# Ants in my ObH



## Bonterra Bees (Aug 30, 2009)

Ants are crawling up the outside of my foundation and into the entrance of my ObH. Does anybody know of a Bee safe ant deterrent?
Most brand name ant poisons have ingredients that kill bees, though they don’t say so on the package and I've had disastrous results with hive die out using ant foundation treatments.

Your suggestions or ideas would be helpful.
Mark


----------



## Santa Caras (Aug 14, 2013)

I've heard cinammon will deter ants. sprinkle it heavily on the ground around the hive. Best thing to do would be to get the OBH up and onto some kind of oil barrier with the legs so the ants cant crawl from the ground onto the hive. I spent a half hour at midnight couple nights ago killing ants that had crawled from a blade of grass up onto the hive and into my sugar syrup feeder.

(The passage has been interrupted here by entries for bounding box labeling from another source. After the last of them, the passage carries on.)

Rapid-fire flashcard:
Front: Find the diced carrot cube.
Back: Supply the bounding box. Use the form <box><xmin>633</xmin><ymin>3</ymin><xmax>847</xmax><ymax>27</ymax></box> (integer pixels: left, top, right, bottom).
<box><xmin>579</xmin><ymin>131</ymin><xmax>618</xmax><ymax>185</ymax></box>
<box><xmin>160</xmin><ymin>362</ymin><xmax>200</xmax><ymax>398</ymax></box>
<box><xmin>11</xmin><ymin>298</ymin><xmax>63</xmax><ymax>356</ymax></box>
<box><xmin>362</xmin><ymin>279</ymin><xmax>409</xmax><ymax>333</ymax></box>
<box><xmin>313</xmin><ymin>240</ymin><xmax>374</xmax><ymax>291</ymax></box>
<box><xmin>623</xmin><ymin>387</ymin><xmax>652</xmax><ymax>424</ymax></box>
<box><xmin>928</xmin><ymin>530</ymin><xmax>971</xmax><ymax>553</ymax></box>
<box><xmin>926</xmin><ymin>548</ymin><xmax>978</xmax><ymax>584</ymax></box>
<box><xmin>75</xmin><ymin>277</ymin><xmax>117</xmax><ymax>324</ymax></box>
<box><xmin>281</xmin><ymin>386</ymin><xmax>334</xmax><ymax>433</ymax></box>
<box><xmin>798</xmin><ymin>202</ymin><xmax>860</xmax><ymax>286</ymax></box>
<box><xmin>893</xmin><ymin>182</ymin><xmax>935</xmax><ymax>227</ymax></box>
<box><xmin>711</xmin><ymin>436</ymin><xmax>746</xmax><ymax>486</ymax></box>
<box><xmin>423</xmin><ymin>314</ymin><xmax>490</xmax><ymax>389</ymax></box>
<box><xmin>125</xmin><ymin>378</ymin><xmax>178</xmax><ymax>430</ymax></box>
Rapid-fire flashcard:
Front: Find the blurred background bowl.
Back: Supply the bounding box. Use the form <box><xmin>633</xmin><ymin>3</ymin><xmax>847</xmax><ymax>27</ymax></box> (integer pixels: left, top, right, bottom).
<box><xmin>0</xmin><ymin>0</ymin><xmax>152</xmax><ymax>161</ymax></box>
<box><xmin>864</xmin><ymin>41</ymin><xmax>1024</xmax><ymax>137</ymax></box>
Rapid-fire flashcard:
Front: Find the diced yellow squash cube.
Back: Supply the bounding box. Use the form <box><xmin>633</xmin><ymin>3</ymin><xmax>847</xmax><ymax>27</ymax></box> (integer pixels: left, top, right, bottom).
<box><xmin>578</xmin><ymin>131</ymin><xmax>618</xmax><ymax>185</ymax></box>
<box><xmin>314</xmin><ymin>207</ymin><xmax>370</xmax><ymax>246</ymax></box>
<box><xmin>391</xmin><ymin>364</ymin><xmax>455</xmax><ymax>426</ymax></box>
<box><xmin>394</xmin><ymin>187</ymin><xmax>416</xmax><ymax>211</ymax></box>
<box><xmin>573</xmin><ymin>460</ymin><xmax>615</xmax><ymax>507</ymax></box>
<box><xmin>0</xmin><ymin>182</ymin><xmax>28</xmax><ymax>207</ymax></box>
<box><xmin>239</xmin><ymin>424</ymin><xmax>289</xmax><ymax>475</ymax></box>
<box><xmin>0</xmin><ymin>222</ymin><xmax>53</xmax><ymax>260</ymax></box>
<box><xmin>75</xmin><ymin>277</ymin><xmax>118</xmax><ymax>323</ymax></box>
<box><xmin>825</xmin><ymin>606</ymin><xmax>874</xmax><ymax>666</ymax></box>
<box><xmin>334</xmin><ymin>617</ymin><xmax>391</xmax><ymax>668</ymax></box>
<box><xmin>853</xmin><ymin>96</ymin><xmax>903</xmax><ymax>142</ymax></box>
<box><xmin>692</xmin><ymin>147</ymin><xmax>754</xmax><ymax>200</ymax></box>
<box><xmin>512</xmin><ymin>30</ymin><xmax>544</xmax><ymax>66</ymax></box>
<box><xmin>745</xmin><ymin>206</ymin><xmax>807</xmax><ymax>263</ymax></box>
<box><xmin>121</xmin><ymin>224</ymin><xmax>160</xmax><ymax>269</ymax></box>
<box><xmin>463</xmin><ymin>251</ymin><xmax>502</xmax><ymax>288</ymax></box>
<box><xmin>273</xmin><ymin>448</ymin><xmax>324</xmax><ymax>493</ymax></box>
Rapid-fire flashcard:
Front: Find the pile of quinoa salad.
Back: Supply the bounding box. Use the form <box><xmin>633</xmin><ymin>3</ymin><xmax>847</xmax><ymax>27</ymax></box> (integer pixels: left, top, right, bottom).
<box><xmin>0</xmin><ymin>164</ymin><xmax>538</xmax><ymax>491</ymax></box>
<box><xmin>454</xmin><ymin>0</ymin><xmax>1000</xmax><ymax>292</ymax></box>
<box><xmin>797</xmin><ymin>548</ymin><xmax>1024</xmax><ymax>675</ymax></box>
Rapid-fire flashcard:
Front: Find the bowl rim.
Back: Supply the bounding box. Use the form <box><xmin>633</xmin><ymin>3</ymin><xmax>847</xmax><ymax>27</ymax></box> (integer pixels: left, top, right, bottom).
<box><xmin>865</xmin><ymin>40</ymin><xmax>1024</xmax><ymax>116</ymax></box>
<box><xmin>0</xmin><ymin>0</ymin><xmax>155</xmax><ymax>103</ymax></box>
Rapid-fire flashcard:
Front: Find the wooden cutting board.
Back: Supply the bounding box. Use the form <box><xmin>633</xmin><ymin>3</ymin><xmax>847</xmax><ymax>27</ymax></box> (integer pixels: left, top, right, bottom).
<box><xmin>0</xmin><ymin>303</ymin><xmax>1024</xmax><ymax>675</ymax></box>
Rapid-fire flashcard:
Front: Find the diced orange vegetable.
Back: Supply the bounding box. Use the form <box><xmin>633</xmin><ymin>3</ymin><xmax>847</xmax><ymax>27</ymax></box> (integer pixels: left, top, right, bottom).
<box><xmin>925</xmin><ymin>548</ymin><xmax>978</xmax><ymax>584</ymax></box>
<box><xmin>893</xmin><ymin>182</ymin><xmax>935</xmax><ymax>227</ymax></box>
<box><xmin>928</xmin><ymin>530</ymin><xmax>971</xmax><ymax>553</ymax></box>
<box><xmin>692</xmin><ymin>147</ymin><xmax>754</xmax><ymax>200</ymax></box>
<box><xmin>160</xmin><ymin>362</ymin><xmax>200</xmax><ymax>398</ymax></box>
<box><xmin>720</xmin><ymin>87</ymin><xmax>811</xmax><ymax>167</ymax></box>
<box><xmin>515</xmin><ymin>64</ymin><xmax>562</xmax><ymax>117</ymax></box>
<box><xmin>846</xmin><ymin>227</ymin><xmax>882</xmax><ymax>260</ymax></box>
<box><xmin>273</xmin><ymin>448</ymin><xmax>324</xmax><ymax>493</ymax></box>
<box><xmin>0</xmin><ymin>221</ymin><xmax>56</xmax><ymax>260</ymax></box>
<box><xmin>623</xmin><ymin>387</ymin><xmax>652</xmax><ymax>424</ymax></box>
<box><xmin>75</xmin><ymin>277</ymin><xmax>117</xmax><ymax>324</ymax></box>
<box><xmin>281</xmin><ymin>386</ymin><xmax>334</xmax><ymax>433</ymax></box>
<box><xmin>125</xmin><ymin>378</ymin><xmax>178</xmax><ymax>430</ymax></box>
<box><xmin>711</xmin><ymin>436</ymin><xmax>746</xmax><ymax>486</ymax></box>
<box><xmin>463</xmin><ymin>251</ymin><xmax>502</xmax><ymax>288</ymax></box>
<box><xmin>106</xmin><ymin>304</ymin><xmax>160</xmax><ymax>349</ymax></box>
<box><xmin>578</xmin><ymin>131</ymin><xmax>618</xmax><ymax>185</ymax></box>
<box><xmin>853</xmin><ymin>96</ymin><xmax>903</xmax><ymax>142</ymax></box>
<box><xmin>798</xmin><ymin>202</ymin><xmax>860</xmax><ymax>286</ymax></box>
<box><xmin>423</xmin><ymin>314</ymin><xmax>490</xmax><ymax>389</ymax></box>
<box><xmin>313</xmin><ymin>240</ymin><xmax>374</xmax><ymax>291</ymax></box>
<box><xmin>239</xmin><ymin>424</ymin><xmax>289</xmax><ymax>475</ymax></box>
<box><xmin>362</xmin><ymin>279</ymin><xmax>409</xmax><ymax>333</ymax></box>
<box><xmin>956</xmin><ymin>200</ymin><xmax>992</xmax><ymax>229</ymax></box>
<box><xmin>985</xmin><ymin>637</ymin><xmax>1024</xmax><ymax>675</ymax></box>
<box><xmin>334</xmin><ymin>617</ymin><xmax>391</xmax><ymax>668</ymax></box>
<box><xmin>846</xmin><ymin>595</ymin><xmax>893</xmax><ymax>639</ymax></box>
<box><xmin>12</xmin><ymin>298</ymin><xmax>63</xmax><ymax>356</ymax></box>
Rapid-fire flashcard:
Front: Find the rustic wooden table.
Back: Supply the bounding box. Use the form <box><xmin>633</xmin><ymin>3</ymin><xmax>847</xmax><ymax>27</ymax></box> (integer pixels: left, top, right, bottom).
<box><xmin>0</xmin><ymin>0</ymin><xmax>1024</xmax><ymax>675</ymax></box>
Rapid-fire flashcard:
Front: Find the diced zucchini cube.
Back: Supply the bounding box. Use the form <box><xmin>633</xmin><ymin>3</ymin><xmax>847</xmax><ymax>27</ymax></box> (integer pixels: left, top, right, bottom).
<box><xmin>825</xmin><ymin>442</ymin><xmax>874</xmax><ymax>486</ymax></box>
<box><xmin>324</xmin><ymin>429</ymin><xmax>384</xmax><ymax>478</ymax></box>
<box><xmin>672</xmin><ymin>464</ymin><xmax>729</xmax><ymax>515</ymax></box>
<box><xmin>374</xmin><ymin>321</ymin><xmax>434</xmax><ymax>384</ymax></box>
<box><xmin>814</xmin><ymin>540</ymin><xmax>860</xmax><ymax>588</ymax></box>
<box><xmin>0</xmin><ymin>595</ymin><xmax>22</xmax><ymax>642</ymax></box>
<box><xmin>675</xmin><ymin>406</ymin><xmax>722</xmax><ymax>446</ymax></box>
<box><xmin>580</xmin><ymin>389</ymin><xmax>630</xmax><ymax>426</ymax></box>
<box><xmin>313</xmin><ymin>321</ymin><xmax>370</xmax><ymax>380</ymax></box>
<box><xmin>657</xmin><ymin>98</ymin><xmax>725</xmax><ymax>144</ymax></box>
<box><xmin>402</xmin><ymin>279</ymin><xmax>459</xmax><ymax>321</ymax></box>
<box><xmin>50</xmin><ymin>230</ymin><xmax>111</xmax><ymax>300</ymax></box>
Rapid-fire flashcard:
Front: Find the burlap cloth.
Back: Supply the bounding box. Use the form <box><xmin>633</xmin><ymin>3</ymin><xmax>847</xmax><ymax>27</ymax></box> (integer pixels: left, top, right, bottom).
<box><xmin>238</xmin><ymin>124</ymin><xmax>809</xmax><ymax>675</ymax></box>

Must have been 300-400 carpenter ants up in that feeder.


----------



## Michael Bush (Aug 2, 2002)

>Ants are crawling up the outside of my foundation and into the entrance of my ObH. Does anybody know of a Bee safe ant deterrent?

Equal parts borax, water and cheap grape jelly.


----------



## ebsprintin (Jan 25, 2014)

do ants dislike copper like some critters? a copper flashing job may be in order if ants don't like it. --eb


----------